Estas son las libretas que me han acompañado desde el 2016. 

Siempre he tenido diarios, siempre ha sido importante para mí escribir el día a día y ayudar a mi memoria a mantener recuerdos y acciones que se van coleccionando. 

Las últimas, las del 2018 y las 2019 son quizá las que ahora más atesoro -una de ellas fue robada con mi bolso y otras cosas y la tristeza que todavía siento es incomprensible – en esas coloridas libretas con textos escritos en tintas de diferentes colores, están las memorias y los lastres de dos años intensos de terapia, de cambio de carrera, país, hogar, gustos y formas de ver la vida. 

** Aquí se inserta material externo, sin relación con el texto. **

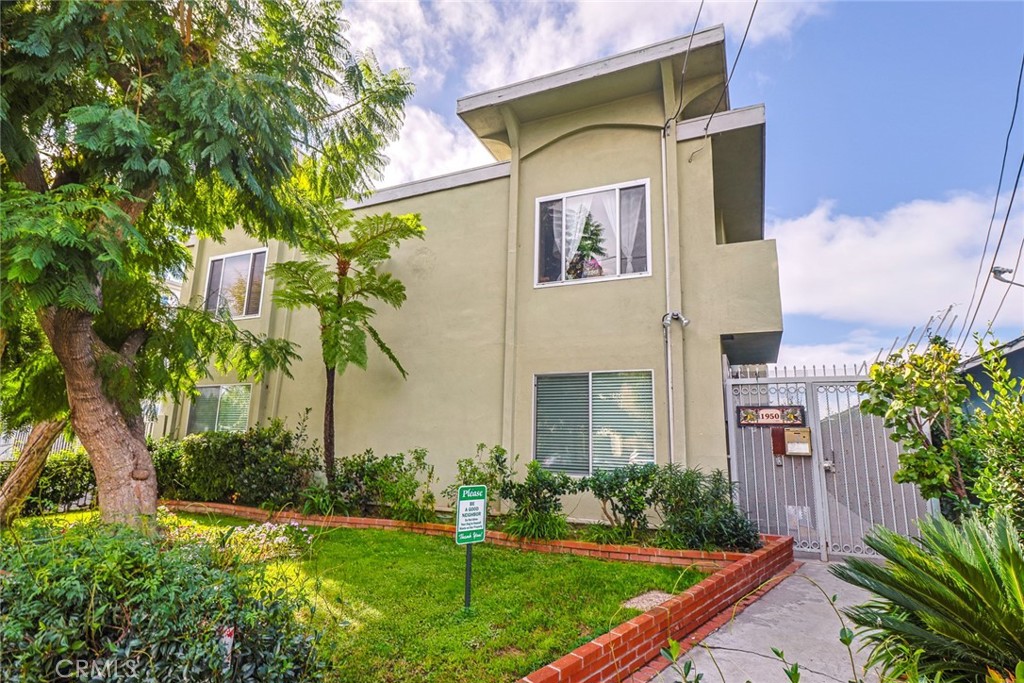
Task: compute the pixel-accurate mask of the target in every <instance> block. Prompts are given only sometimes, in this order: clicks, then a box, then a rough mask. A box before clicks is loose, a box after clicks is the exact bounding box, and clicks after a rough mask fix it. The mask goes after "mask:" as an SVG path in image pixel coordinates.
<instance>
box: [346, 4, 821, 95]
mask: <svg viewBox="0 0 1024 683" xmlns="http://www.w3.org/2000/svg"><path fill="white" fill-rule="evenodd" d="M822 5H823V3H822V2H821V1H807V2H765V3H761V4H760V5H759V7H758V11H757V14H756V15H755V17H754V23H753V25H752V28H751V36H750V39H749V40H750V41H751V43H752V44H757V43H760V42H764V41H766V40H771V39H785V38H787V37H788V36H790V35H791V34H792V32H793V31H795V30H796V29H797V28H799V27H800V26H801V25H802V24H803V23H804V22H805V20H807V19H808V18H809V17H811V16H814V15H815V14H818V13H820V12H821V11H822V9H821V8H822ZM752 6H753V2H746V1H744V2H734V1H722V2H707V3H706V5H705V9H703V10H702V13H701V16H700V23H699V26H700V27H701V28H702V27H707V26H712V25H715V24H724V25H725V27H726V31H727V32H728V33H729V39H730V41H731V42H732V44H733V45H734V46H735V45H738V41H739V39H740V37H741V35H742V32H743V29H744V28H745V26H746V19H748V17H749V16H750V11H751V7H752ZM696 11H697V5H696V3H689V2H687V3H683V2H656V1H647V2H616V1H611V0H605V1H593V0H591V1H586V0H578V1H577V2H568V3H551V2H516V3H511V2H436V3H430V2H420V1H418V0H411V1H408V2H402V1H392V2H381V1H379V0H361V1H360V0H356V1H353V2H351V3H349V4H348V5H346V7H345V11H344V15H345V17H346V18H347V19H348V22H349V25H350V27H349V30H348V37H349V40H350V41H351V43H352V45H353V46H354V47H355V48H357V49H372V50H373V51H374V52H375V53H376V54H377V56H378V58H379V59H380V61H381V63H382V65H384V66H385V67H387V68H389V69H393V68H398V67H407V68H409V69H410V70H411V71H412V76H413V80H414V82H416V83H417V85H418V86H419V87H420V88H422V89H425V90H427V91H434V90H439V89H441V88H443V87H445V86H446V85H458V86H459V87H464V88H468V89H469V90H472V91H475V90H481V89H487V88H494V87H498V86H501V85H506V84H509V83H512V82H515V81H518V80H522V79H525V78H530V77H534V76H538V75H541V74H545V73H549V72H552V71H557V70H558V69H563V68H566V67H571V66H574V65H579V63H583V62H585V61H589V60H591V59H596V58H599V57H601V56H605V55H609V54H613V53H616V52H621V51H624V50H628V49H632V48H636V47H641V46H643V45H647V44H650V43H653V42H657V41H659V40H667V39H669V38H673V37H676V36H681V35H686V34H689V32H690V30H691V29H692V28H693V18H694V16H695V14H696ZM460 94H469V92H468V91H467V92H461V93H460Z"/></svg>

Nunca me había sentido tan perdida y alejada de mí misma como en el intermedio del proceso. Nunca había escrito tanto, íntimamente, como en estos meses. Jamás un puñado de hojas habían sido tan importante, jamás me había movido tanto. Tener una memoria de este proceso es un tesoro y una decisión que hizo todo menos difícil.

Nunca sabré si la terapia efectivamente terminó y tampoco puedo afirmar con total certeza quién soy ahora, luego de tanta vuelta, análisis, reflexión, observación y recogimiento. Sí puedo decir, con mucho orgullo, que logré superar muchas cosas, que le di sentido a mi vida y que logré sembrar y regar las raíces de una Stefanía que cada día me gusta más, una mejor versión de mi misma para mí y para los demás.

No es que antes no me gustara, no es que antes no fuera ya maravillosa, no es que antes no existiera… pasa que crecí mucho este año y el anterior, pasa que estoy conmovida hasta las tripas y pasa también que estoy muy agradecida de haber podido vivir este proceso a mis apenas 26 años, porque sé que la vida no será igual en adelante y porque aunque estoy segura se seguir errando, sé que no será de la misma manera, ni con la misma ingenuidad.  

No sé cómo voy a seguir transportando las libretas, a veces pienso en dejar de escribir a mano y dedicarme al blog como diario. Quizá, no sé. Por ahora, este es un peso que quiero cargar. Son mis letras, mis dibujos, mis collages, mis notas, mis listas, mis pensamientos, mis desgracias, mis dolores y tristezas, mis preguntas sin respuestas y los descubrimientos más importantes también. Las citas del día a día y las listas ¨to do”, las palabras nuevas en inglés y en otros idiomas, las cosas para comprar en el mercado y las direcciones de los lugares a los que quiero ir. Las cosas que no quiero olvidar. Mi vida de estos dos años que fueron intensos. 

Hoy agradezco que puedo escribir, seguir escribiendo esta historia que no sé a dónde, física ni espiritualmente, me va  a llevar. 

GRACIAS 2019.

Y gracias también a los que de una manera u otra fueron y han sido parte de esto. A los que han entendido la transformación y han decido acompañarla, a los que desconocen las fibras del cambio y sin embargo encuentran gracia en este blog.

Feliz año nuevo, sólo puedo desear de vuelta todo lo que yo estoy recibiendo: abundancia, amor, salud, generosidad, cuidado, trabajo, palabras de cariño, acciones sinceras, abrazos y un sol con el cielo azul que me sigue en mi casa Kampala, desde aquí una sonrisa para todos.